Monday 7 February 2022

Irish Carrs writing project: finish line in sight?

 What a nice neat and orderly blog it was in 2015! How different to 2022.

It doesn't reflect my current state of mind which is a mixture of frustration and consternation and urgency. I'm trying to finish writing my "project", which has simmered on the burner for so many years. I don't want to die and have boxes full of stuff that is meaningless to my kids and probably will be thrown into the landfill. 

To me the only true "product" worth making is a written story that can be picked up and read. Or gather dust on the shelf. It doesn't matter. What matters is to meet my end of the bargain as keeper of family stories - to tell those stories - and get the monkey off my back!

Covid and lockdowns have been a gift to the family historian. Plenty of time to focus on what must be done. And no excuses.

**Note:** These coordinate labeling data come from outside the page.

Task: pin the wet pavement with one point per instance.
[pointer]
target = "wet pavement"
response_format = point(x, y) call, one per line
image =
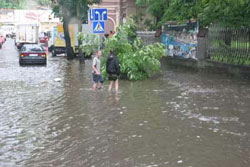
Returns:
point(49, 116)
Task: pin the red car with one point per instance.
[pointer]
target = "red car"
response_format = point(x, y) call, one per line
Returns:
point(44, 40)
point(2, 40)
point(32, 54)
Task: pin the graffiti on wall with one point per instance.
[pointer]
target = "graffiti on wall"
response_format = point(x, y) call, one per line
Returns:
point(181, 39)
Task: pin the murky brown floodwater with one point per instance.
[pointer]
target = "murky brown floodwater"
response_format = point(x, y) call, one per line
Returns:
point(181, 119)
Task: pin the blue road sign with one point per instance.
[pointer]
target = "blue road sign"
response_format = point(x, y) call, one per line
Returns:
point(91, 17)
point(98, 27)
point(98, 14)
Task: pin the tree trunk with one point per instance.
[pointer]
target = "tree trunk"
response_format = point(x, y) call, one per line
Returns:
point(69, 49)
point(228, 37)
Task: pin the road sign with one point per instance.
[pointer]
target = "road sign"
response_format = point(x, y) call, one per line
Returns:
point(98, 14)
point(91, 17)
point(98, 27)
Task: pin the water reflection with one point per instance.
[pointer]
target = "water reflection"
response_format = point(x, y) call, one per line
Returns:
point(180, 119)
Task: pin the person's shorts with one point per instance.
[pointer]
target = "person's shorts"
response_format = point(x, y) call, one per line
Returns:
point(112, 77)
point(97, 78)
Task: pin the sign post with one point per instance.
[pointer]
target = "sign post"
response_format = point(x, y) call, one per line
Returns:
point(98, 16)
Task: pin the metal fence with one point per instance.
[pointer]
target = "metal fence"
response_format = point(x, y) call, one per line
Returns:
point(229, 45)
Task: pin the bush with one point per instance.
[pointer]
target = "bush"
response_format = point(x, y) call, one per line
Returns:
point(137, 62)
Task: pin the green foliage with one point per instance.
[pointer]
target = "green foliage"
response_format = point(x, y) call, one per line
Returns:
point(232, 13)
point(137, 62)
point(12, 4)
point(155, 8)
point(89, 43)
point(44, 2)
point(72, 8)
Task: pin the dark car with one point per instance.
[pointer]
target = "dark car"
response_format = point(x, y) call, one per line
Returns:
point(32, 54)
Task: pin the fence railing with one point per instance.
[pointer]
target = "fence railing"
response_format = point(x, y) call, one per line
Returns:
point(229, 45)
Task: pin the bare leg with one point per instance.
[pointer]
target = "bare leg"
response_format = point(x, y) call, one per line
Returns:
point(110, 85)
point(116, 85)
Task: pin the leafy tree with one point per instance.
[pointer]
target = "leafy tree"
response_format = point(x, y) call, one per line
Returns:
point(67, 9)
point(44, 2)
point(137, 62)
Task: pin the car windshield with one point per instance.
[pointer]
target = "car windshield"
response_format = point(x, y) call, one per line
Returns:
point(32, 49)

The Project is to write up research on the Carr line of ancestors, going back to Ireland in the 18th and 19th centuries. With a lot of help from fellow researchers, their amazinng stories have been uncovered. After the Great Famine, 9 out of at least 13 children in one family left Ireland and made Australia home. I tell their story and follow the paths out of Ireland to Australia, with emphasis on my direct line. It ends in 1900, just beacuse that time period is difficult but achievable. A future project is the story from 1900 but that is big and scary, and for later. 

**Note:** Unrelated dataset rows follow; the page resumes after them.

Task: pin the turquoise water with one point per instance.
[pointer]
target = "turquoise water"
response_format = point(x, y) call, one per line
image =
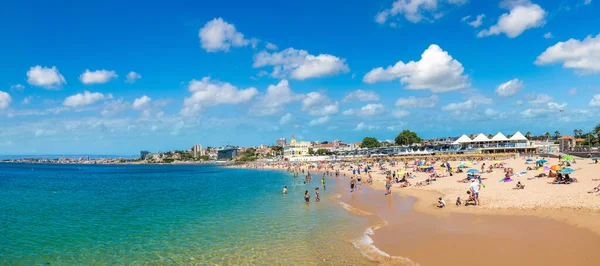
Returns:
point(168, 214)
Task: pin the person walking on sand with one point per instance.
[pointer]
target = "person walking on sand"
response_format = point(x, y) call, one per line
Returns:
point(317, 197)
point(475, 187)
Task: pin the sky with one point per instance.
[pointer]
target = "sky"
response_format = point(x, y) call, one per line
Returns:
point(117, 77)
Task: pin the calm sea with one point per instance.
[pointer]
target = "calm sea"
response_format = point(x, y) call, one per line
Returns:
point(169, 214)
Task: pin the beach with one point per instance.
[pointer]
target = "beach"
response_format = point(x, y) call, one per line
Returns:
point(510, 227)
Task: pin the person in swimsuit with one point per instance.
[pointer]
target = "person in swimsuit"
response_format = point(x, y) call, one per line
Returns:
point(318, 198)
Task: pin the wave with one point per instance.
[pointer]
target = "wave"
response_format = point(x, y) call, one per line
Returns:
point(365, 244)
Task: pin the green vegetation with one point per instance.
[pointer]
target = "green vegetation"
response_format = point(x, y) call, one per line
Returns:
point(407, 137)
point(369, 142)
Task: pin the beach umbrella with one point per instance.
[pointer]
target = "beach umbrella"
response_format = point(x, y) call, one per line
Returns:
point(567, 157)
point(567, 171)
point(556, 167)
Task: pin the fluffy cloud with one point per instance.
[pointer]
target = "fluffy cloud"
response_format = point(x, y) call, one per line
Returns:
point(362, 126)
point(45, 77)
point(141, 103)
point(475, 23)
point(510, 88)
point(319, 121)
point(538, 98)
point(81, 99)
point(97, 77)
point(5, 100)
point(583, 56)
point(206, 93)
point(400, 113)
point(417, 10)
point(300, 65)
point(361, 96)
point(276, 97)
point(318, 104)
point(595, 102)
point(523, 15)
point(132, 76)
point(218, 35)
point(436, 71)
point(286, 119)
point(414, 102)
point(466, 105)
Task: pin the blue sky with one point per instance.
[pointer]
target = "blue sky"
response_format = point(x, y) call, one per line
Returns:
point(119, 76)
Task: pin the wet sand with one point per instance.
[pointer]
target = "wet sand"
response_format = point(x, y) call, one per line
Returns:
point(456, 238)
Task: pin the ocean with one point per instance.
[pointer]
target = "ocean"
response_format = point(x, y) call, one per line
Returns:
point(171, 214)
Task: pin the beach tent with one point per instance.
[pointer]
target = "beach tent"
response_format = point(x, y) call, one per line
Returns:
point(499, 137)
point(481, 138)
point(518, 136)
point(462, 139)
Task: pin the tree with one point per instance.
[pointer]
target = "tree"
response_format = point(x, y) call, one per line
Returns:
point(369, 142)
point(407, 137)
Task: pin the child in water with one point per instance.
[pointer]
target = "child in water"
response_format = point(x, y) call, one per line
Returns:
point(318, 198)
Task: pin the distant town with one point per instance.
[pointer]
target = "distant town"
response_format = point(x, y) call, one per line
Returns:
point(407, 143)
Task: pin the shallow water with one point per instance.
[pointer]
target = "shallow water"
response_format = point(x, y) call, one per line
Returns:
point(170, 214)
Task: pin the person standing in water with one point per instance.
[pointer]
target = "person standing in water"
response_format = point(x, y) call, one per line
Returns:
point(317, 197)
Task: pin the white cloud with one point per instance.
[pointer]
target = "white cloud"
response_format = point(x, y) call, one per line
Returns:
point(371, 110)
point(275, 99)
point(595, 102)
point(362, 126)
point(538, 98)
point(319, 121)
point(300, 65)
point(141, 103)
point(27, 99)
point(132, 76)
point(466, 105)
point(81, 99)
point(475, 23)
point(5, 100)
point(583, 56)
point(572, 91)
point(523, 15)
point(413, 102)
point(400, 113)
point(318, 104)
point(17, 87)
point(271, 46)
point(286, 119)
point(436, 71)
point(417, 10)
point(218, 35)
point(510, 88)
point(206, 93)
point(45, 77)
point(361, 96)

This post is the first attempt to reach out to others who may be interested to get the story. With luck these messages may reach people who know something about the ancestors in my story. Maybe we can pool our knowledge?

Here are some words that someone might be searching for:

Thomas Carr, Cecilia Burke, Castlebar, County Mayo, John Stanley Carr, Frederick Carr, Elizabeth Moran, Royal Irish Constabulary, RIC, Great Famine, Eliza Louisa Blakeney, William Theophilus Blakeney, Jo Dowse, Thomas Carr, Charles Andrews Carr, Dublin, Cork, Belfast, John De Burgh, Marcella Blake, Frederick William Carr, Maria Theresa Carter, William Landsborough, Lavinia Elizabeth, Thomas Kemp Strong, Mabella Edith McTier, Magill, William Henry Carr, Maria Lillyman, Augustus Edward Stanley Carr, Minnie McGregor, Ernest Henry Carr, Fanny Beardmore, Alfred Blakeney, Jane Margaret May, Edward John Priestly, Mary Irby, Ada Johanna, David Scott, Sydney Josephson, Edwin King.